L'auteur analyse la montée du sionisme en Europe et rappelle qu'en 1789,
Clermont-Tonnerre au nom des droits de l'homme déclara le 23 décembre « Il faut tout refuser aux Juifs comme nation; tout leur accorder comme individu» alors que pour l'abbé Maury « le mot juif est le nom d'une nation qui a ses lois, qui les a toujours suivies et qui veut encore les suivre » (p. 65). Il décrit la campagne de presse à Paris de Theodor Herzl, correspondant de la Nouvelle Presse Libre de Vienne, auteur en français de L’ÉtatJuif (der Judenstaat) qui le rendra populaire; cependant , comme l'indique Georges Samné dans La Syrie (Brossard 1920) «les juifs occidentaux ne voulaient voir dans Israël qu'une religion et craignaient que le sionisme ne rouvrît les voies de l'antisémitisme » (p. 72) ; de ce fait « la très grande majorité des juifs français était assimilationniste » (p. 194). En Grande-Bretagne même, des personnalités juives, David Alexander, Claude Montefiore, Edwin Montagu avaient fondé un Comité juif antisioniste » en 1917 (p. 201).
Mais en 1897, le premier Congrès juif à Bâle fonde l'organisation sioniste qui se réunira annuellement par la suite. Le mouvement se scinda en deux, un sionisme pratique défendu par Weizmann et un sionisme politique soutenu par Max Nordau (Pest 1849), disciple de Herzl. Weizmann, russe d'origine et qui était chimiste, fournit à Churchill 30 000 tonnes d'acétone indispensable pour l'industrie de guerre (p. 150). L'Angleterre d'ailleurs avait voulu, dès 1907, inclure la Palestine dans le système de défense anglais orienté vers l'Inde.
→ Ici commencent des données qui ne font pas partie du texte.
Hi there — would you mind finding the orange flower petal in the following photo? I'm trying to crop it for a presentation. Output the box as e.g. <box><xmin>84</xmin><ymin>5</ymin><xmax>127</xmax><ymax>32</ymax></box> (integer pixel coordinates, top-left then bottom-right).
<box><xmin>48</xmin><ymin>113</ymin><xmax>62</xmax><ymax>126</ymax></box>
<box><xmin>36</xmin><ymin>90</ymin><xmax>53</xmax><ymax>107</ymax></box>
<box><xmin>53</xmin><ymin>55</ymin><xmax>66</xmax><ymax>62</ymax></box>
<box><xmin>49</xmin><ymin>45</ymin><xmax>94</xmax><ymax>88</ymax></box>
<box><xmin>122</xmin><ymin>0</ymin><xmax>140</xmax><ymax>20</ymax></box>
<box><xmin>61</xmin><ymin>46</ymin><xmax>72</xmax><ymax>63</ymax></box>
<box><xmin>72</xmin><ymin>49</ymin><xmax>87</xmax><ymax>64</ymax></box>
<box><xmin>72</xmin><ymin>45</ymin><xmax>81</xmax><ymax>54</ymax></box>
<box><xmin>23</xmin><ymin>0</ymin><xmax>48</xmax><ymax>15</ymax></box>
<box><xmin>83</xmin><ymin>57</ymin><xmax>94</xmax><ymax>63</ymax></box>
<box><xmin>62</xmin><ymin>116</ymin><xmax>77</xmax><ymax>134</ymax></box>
Après la capitulation ottomane à Jérusalem, Georges Picot et Mark Sykes sont nommés hauts commissaires ; G. Picot avertit son ministre Stephen Pichon le 11 février 1918 de ce que « l'Administration en Palestine comprend une majorité de Juifs levantins » (p. 275).
Le rôle des États-Unis sur ce plan est souligné par M. Prévost qui montre que Washington contribua à l'éviction de la France jugée (déjà) trop favorable aux Palestiniens, par le fait de la « conquête par les banques juives américaines du centre de décision des États-Unis alors que la Grande-Bretagne frôle la catastrophe » (p. 14) si bien que lorsque Lord Balfour vient en Amérique emprunter aux banques juives (p. 209) pour sauver la livre anglaise, il devra donner des gages à l'immigration juive en Palestine. L'auteur relève que plusieurs
hauts-fonctionnaires américains étaient sionistes (p. 219) comme le juge Brandeis, Bernard Baruch, directeur du ministère de l'Armement, Jules Klein du département du Commerce, de Félix et Paul Warburg de la Banque fédérale de réserve.
Cet ouvrage était nécessaire pour comprendre l'incidence de la Déclaration Balfour, que Londres et Washington soutenaient tandis que Paris se montrait réticent, sur l'effacement de la France du Proche-Orient au XXe siècle et la création de l’État d'Israël. Une bibliographie surtout francophone (une 2e édition devra corriger l'orthographe de l'auteur célèbre de La Syrie (1920) Georges Samné et non «Sanné», p. 72 et 500) et un index des noms, complètent utilement l'ouvrage.